The International Monetary Fund today released the latest *Global Financial Stability Report* (GFSR). The 228-page document includes an Overview, and Chapters dealing with Global Financial Market Developments, Risk Transfer and the Insurance Industry, and Institutional Investors in Emerging Markets.

Prepared by the IMF’s International Capital Markets Department, this particular issue draws, in part, on a series of informal discussions with commercial and investment banks, securities firms, asset management companies, insurance companies, pension funds, stock and futures exchanges, and credit rating agencies throughout member countries. It reflects information available up to March 8, 2004 and has benefited from comments and suggestions from staff in other IMF departments, as well as from Executive Directors following their discussions of the *Global Financial Stability Report* on March 26, 2004.

**Summary**

Global financial vulnerabilities have subsided further since the September 2003 *Global Financial Stability Report*. At present, financial markets seem to be enjoying a “sweet spot”. Economic activity and corporate earnings have made a strong recovery, most noticeably in the United States but also in other parts of the world. At the same time, inflation remains quiescent, enabling the monetary authorities to maintain very low policy interest rates.

Some highlights:

·Executive Directors welcomed the continued improvement in international financial market conditions and the brighter prospects for global financial stability going forward. The improved outlook is supported by a firming of the global economic recovery, rising corporate earnings, and a strengthening of corporate balance sheets.

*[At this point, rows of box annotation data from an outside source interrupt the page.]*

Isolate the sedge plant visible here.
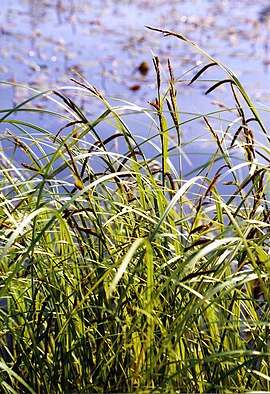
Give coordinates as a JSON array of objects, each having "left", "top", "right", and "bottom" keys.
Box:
[{"left": 0, "top": 28, "right": 270, "bottom": 393}]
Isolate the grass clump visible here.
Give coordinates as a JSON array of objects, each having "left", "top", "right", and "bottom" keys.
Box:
[{"left": 0, "top": 31, "right": 270, "bottom": 393}]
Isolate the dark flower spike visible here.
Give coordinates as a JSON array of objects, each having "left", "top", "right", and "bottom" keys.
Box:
[
  {"left": 205, "top": 79, "right": 235, "bottom": 94},
  {"left": 189, "top": 62, "right": 217, "bottom": 85}
]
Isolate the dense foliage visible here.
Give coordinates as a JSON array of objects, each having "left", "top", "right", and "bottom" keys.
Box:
[{"left": 0, "top": 32, "right": 270, "bottom": 393}]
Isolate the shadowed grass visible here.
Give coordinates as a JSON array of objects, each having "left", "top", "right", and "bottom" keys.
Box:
[{"left": 0, "top": 31, "right": 270, "bottom": 393}]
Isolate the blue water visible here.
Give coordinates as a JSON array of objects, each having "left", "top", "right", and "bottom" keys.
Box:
[{"left": 0, "top": 0, "right": 270, "bottom": 179}]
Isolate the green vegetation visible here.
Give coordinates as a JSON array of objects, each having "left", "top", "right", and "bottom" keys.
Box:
[{"left": 0, "top": 28, "right": 270, "bottom": 393}]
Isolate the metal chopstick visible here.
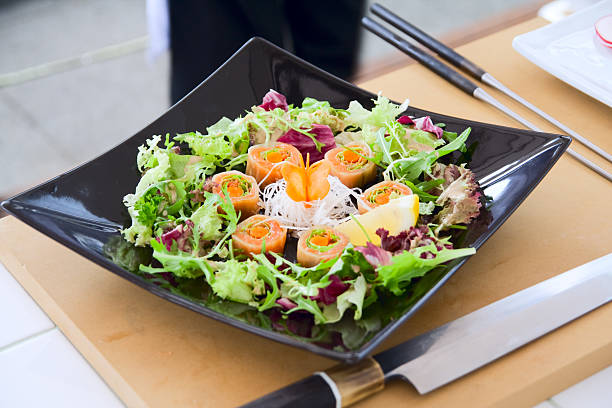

·Directors emphasised that the improved outlook for financial stability is not without risks. These risks will require continued vigilant monitoring, not least in view of their interconnected nature. The main risk to the benign outlook for global financial markets is that such an outlook rests on a very fine balancing of opposing economic forces.

·Directors also discussed the potential for market instability arising from the large global external imbalances, including the possibility that adverse developments in the currency markets might spill over into other asset markets.

·Directors welcomed the work being undertaken in the context of the current and forthcoming issues of the GFSR on the range of regulatory and disclosure issues raised by the transfer of risk from banking to nonbanking onstitutions in mature markets. A prominent example is the rapid growth of the hedge fund sector where, despite closer counterparty and investor monitoring, there appears to be a need for broader and more systematic transparency of exposures and practices. (Directors noted that future staff work will focus on the hedge fund and pension fund industries.)

·Directors welcomed the conclusion of the staff’s analysis that the reallocation of credit risk to the insurance sector, together with improvements in risk management in the sector, appears to have contributed to enhanced overall financial stability.

·Directors viewed the development of local securities markets as key to ensuring proper risk management by the insurance industry. In view of the rapid growth and increasing sophistication of the activities of local institutional investors involved in both local and international markets, it will also be important to persevere with strong efforts to enhance the risk management skills of both investors and regulators.

·Emerging bond markets have benefited from the abundance of liquidity and the search for yield, as well as from the improved credit quality of many emerging market sovereign and corporate borrowers. As a result, the EMBI yield spread has declined to near record lows. Capital flows to emerging market countries have increased, and borrowing costs are much lower, compared with recent years. Including prefinancing done last year, many emerging market countries have secured a substantial portion of their 2004 external financing needs.

GFSRs assess global financial market developments with the view to identifying potential systemic weaknesses. By calling attention to potential fault lines in the global financial system, the regular report seeks to play a role in preventing crises, thereby contributing to global financial stability and to the sustained economic growth of the IMF’s member countries.